A region determining the specificity of the mDP receptor was suggested by further replacement of the first extracellular to second intracellular loop of the mIP receptor with the corresponding region of the mDP receptor. This replacement resulted in loss of the binding of iloprost and E type of PGs but increased the binding affinity for PGD₂. These observations indicate first that this region of the mIP receptor is indispensable for iloprost, PGE₁, and PGE₂ binding, and second and more importantly that this region of mDP receptor may be responsible for the ligand binding selectivity of this receptor. Then, which domain in this region is responsible for this selectivity? The ligand binding pocket in most rhodopsin-type receptors for small molecules is formed by transmembrane domains. If this is also the case for the prostanoid receptors, we can assume that the third transmembrane domain is responsible for the above selectivity. Surprisingly, the third transmembrane domain has only four amino acids different between the mIP and mDP receptors (Fig. 1). If this domain is responsible, it would be intriguing to examine if any of these four amino acids has an important influence on the recognition of the cyclopentane ring. The functional groups at the 9- and 11-positions of the cyclopentane ring of PG molecules are either oxo or hydroxy groups. One hypothesis is that these groups are involved in formation of hydrogen bonds to some amino acids of the prostanoid receptors. The vicinal hydroxyl groups of the catechol ring are shown to be involved in formation of hydrogen bonds to Ser²⁰⁴ and Ser²⁰⁷ of the ₂-adrenergic receptor (32-34). These issues may be tested by construction of more detailed chimeric receptors in this region.

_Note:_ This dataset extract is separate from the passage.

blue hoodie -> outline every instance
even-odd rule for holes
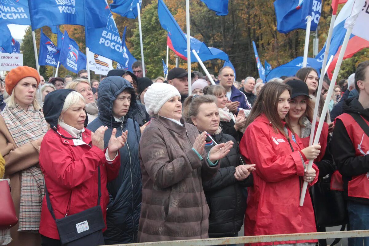
[[[128,89],[132,95],[131,104],[123,122],[116,121],[113,115],[113,102],[118,96]],[[107,229],[104,232],[105,243],[117,244],[137,242],[137,232],[141,207],[142,179],[138,159],[138,143],[141,133],[139,127],[132,119],[136,108],[133,87],[126,79],[111,76],[104,79],[99,86],[98,93],[99,116],[87,128],[95,131],[101,126],[107,126],[104,138],[106,148],[113,128],[116,136],[128,131],[125,145],[119,150],[121,166],[118,177],[108,183],[110,195],[106,215]]]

This investigation has also revealed that the affinities for iloprost and PGE₁ of the mIP receptor are increased 12- and 16-fold by replacement of its carboxyl tail with that of the mDP receptor. There have been several reports concerning the effects of carboxyl tails of the rhodopsin-type receptors. We observed that alternative splicing of the EP3 and TP receptor in the carboxyl tail affects the specificity and efficacy of G-protein coupling (35, 36) as well as the sensitivity to agonist-induced desensitization (37). However, none of them showed a change in ligand binding properties. Whether a difference in the carboxyl tail increases the ligand binding affinity remains to be tested because our IP_N-VII/DP_C receptor also contains the replacement of several residues of the seventh transmembrane domain (Fig. 1).

In summary, the present study has identified the domains of the mIP and mDP receptors which confer ligand binding specificities to each receptor. Continued application of molecular biology including introduction of a point mutation to the identified regions will provide a more detailed understanding of the molecular basis of ligand recognition by the prostanoid receptors and will help design more specific therapeutic agents.